Diferenças e semelhanças entre as propostas em análise
O projeto do governo é uma lei ordinária que modifica diretamente a CLT e diversas leis específicas, como as dos aeronautas, atletas, radialistas e empregados domésticos. Ele detalha regras para regimes especiais, como a jornada 12x36, exigindo que a média das horas respeite as 40 semanais. No ano passado, uma PEC do senador Paulo Paim (PT-RS) foi aprovada na CCJ do Senado, mas tende a ser engavetada, destacando os desafios políticos envolvidos.
Jornada de trabalho e escala semanal: A PEC de Erika Hilton propõe redução para 36 horas semanais, com limite de oito horas por dia e jornada de quatro dias por semana. A PEC de Reginaldo Lopes também sugere 36 horas semanais, com o mesmo limite diário, mas sem determinar quatro dias de trabalho. O projeto do governo limita a jornada a 40 horas semanais, com escala 5x2 e descanso remunerado preferencial aos sábados e domingos.
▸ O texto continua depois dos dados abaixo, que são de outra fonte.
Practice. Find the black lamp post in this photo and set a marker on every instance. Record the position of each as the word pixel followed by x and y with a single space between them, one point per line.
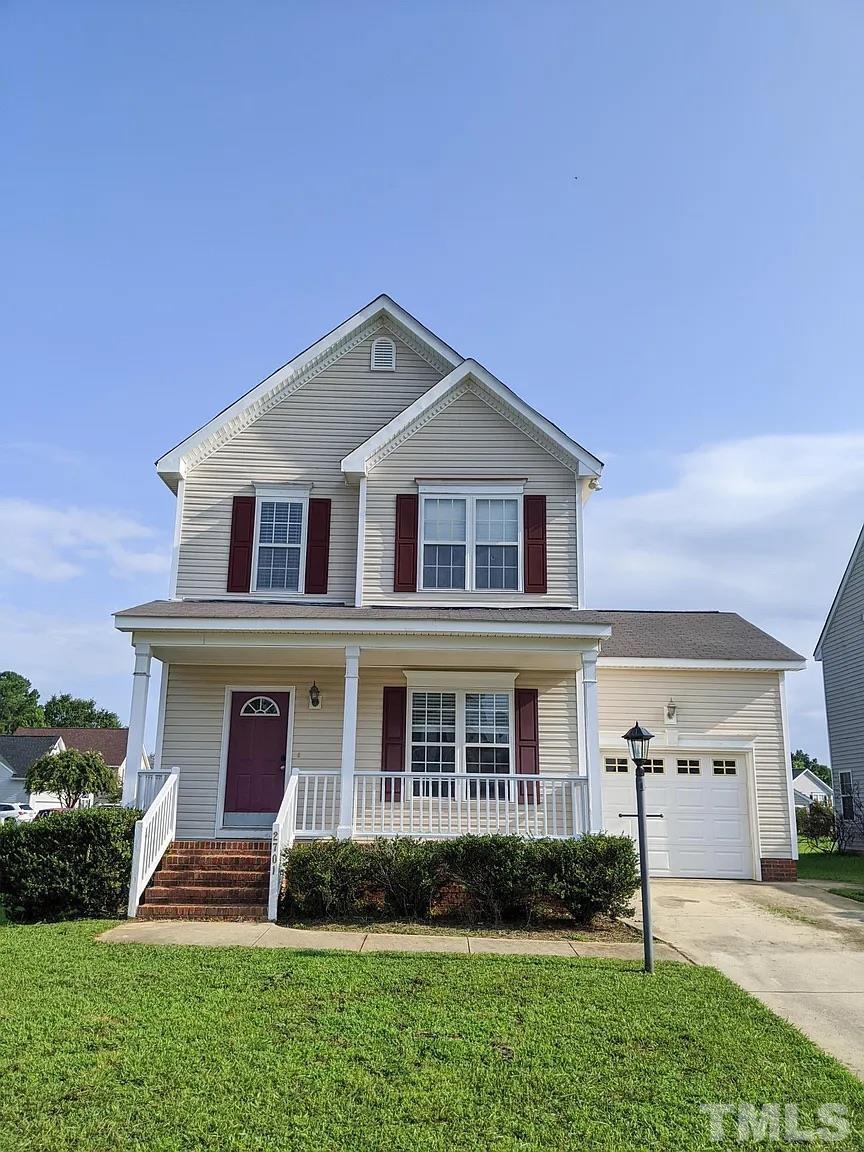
pixel 638 740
Salário e categorias abrangidas: Todas as propostas garantem que não haverá redução de salário. As PECs não abordam especificamente categorias, valendo para todos os trabalhadores, enquanto o projeto do governo inclui explicitamente comércio, domésticos, profissionais da saúde, aeronautas, atletas, radialistas e outros.
Detalhes sobre escalas especiais e negociação coletiva
Escala 12x36: As PECs não tratam diretamente desta escala, mas o projeto do governo mantém a 12x36, limitada a 40 horas semanais, com dois dias de descanso por semana via negociação coletiva.
Horas extras e negociação coletiva: As PECs não abordam diretamente horas extras, enquanto o projeto do governo deixa claro que os dois dias de descanso preferenciais são remunerados, implicando folga compensatória ou pagamento em dobro conforme a CLT. Todas as propostas preveem que a negociação coletiva pode determinar compensações e ajustes na redução da jornada.
Prazos de vigência e tramitação legislativa
Quando começará a valer: A PEC de Erika Hilton entra em vigor 360 dias após publicação, a de Reginaldo Lopes em dez anos, e o projeto do governo na data de publicação.
Tramitação: As PECs precisam ser aprovadas em dois turnos, com 308 deputados e 49 senadores favoráveis em cada votação, sendo promulgadas pelo Congresso. O projeto do governo requer aprovação por maioria simples na Câmara e Senado, com sanção presidencial.
Justificativas e impactos esperados das mudanças
Justificativas: A PEC de Erika Hilton enfatiza a saúde mental, combate ao burnout e estima criação de 6 milhões de empregos. A de Reginaldo Lopes justifica a mudança como motor para consumo e produtividade, citando exemplos europeus. O projeto do governo foca na modernização da legislação trabalhista e garantia de descanso ampliado, especialmente para categorias como comerciários, que têm menos dias de descanso atualmente.
Essas discussões refletem um movimento crescente por melhorias nas condições de trabalho no Brasil, com potencial para impactar milhões de trabalhadores em diversos setores da economia.